Let $l \geq 1$ be an integer and consider the cyclic group $(\mathbb{Z}/l\mathbb{Z},+)$. Given $n \in \mathbb{Z}$, we write $\bar{n} = n + l \mathbb{Z}$ for the class of $n$ in $\mathbb{Z}/l\mathbb{Z}$.
I would like to show that there is a well-defined composition law $\times$ on $\mathbb{Z}/l\mathbb{Z}$ such that $\bar{m} \times \bar{n} = \overline{m\times n}$ for all $m,n \in \mathbb{Z}$.
$\underline{Attempt:}$
Let the composition law be the additive operation $+$.
Let $\bar{m},\bar{n} \in \mathbb{Z}/l\mathbb{Z}$. Then we have the following:
$\bar{m}+\bar{n} = m + l \mathbb{Z} + n + l \mathbb{Z} = m+n+l \mathbb{Z} = \overline{m+n}$.
$\underline{Question}$
Could it be that this works with the composition law multiplication as well?
Let $\bar{m},\bar{n} \in \mathbb{Z}/l\mathbb{Z}$. Then we have the following:
$\bar{m}*\bar{n} = (m + l \mathbb{Z}) * (n + l \mathbb{Z}) = mn+ml\mathbb{Z}+nl\mathbb{Z}+(l\mathbb{Z})^2 =mn+l\mathbb{Z} = \overline{mn}$.

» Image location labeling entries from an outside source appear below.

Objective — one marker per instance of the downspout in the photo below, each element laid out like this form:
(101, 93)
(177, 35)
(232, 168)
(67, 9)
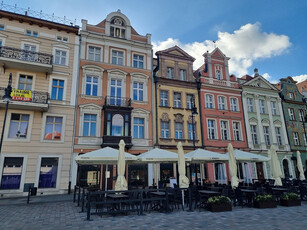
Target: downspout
(156, 96)
(75, 116)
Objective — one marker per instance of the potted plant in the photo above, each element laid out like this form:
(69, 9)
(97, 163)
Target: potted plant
(265, 201)
(219, 204)
(290, 199)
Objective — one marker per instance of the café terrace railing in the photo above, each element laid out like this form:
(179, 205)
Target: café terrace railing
(25, 55)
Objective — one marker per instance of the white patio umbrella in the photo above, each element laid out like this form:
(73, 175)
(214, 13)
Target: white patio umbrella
(300, 165)
(275, 167)
(183, 180)
(232, 167)
(121, 183)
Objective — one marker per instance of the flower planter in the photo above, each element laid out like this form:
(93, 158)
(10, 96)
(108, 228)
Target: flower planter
(265, 204)
(219, 207)
(289, 203)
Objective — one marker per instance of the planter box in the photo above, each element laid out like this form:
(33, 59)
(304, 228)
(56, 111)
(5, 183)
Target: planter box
(265, 204)
(219, 207)
(289, 203)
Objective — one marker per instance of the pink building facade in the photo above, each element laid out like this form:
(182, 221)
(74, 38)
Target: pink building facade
(221, 112)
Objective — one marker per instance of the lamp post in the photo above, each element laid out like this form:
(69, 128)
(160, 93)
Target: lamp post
(6, 97)
(194, 112)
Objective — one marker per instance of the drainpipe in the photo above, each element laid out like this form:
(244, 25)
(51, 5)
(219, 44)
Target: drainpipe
(156, 95)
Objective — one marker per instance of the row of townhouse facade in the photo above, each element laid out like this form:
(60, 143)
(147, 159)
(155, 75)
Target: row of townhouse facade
(76, 90)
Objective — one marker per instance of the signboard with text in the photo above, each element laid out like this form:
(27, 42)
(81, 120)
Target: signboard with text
(21, 95)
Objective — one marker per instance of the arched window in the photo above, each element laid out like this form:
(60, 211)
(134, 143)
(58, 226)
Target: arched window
(118, 28)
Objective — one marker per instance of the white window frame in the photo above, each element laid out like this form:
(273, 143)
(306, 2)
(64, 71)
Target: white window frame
(209, 102)
(44, 128)
(7, 126)
(95, 53)
(222, 129)
(214, 128)
(222, 102)
(59, 172)
(239, 130)
(23, 173)
(117, 57)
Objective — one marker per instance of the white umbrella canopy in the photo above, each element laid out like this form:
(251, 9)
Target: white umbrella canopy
(121, 183)
(300, 165)
(242, 156)
(275, 167)
(158, 155)
(105, 155)
(232, 167)
(201, 155)
(183, 180)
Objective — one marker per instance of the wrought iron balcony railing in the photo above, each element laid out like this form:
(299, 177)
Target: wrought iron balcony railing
(25, 55)
(118, 101)
(36, 97)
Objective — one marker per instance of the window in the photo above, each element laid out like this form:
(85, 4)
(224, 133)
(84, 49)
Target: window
(296, 138)
(302, 117)
(218, 72)
(234, 104)
(278, 136)
(190, 131)
(222, 103)
(250, 105)
(60, 57)
(163, 98)
(11, 174)
(178, 130)
(254, 134)
(57, 89)
(138, 91)
(25, 82)
(189, 101)
(48, 172)
(183, 75)
(212, 129)
(138, 61)
(117, 57)
(89, 125)
(53, 129)
(261, 106)
(138, 128)
(266, 133)
(273, 106)
(236, 131)
(209, 101)
(291, 114)
(170, 72)
(91, 85)
(224, 130)
(177, 100)
(94, 53)
(19, 125)
(117, 28)
(164, 129)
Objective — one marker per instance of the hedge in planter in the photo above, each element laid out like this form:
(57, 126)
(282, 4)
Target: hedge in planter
(265, 201)
(290, 199)
(219, 204)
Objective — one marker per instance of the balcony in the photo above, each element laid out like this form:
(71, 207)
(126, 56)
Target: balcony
(25, 60)
(33, 100)
(118, 101)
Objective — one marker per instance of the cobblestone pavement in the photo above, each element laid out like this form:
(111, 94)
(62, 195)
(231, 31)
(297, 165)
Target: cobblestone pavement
(59, 212)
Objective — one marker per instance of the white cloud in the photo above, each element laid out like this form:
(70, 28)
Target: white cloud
(243, 46)
(300, 78)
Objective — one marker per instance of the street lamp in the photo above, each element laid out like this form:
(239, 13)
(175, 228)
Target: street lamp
(194, 112)
(6, 97)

Would both ways be possible?
Answer to the question of user Gauss: When is the multiplication - defined in the second way - a group operation on $\mathbb{Z}/n\mathbb{Z}$?
I tried to think of it with the example $(\mathbb{Z}/5\mathbb{Z}, *)$. We have: $\mathbb{Z}/5\mathbb{Z}=\{\overline{0}, \overline{1}, \overline{2}, \overline{3}, \overline{4}\}$. Now closure under multiplication is given, since - as shown in my attemp - for any two elements they will in another class (for example $\overline{3} * \overline{4} = \overline{12} = \overline{2}).$ Associativity and neutral element ($\overline{1}$) shouldn't be a problem. What remains is to think about the inverse of such an element. Is that the correct way?
Inverse
$\overline{n} \in \mathbb{Z}/l\mathbb{Z}$ is invertible if and only if $gcd(n,l) =1$.
1.) Assume $gcd(n,l) =1$. By Bézouts Lemma we get that $\exists s,z \in \mathbb{Z}$ such that $s*n +t*l = 1 \iff sn = 1-t*l \iff sn $ mod $l = (1-t*l)$ mod $l \iff sn$ mod $l = 1 $ mod $l \iff s$ is the inverse element.
2.) Assume $\overline{n}$ is invertible $\iff n * n' + l\mathbb{Z} = 1 + l\mathbb{Z} \iff nn'$ mod $l = 1$ mod $l$, now ther exists a $t \in \mathbb{Z}$ such that $nn'$ mod $l = (1-t*l)$ mod $l \iff nn' = 1 - t*l \iff nn' + t*l = 1 \iff gcd(n,l)|1$. The last equivalence follows from Bézouts lemma.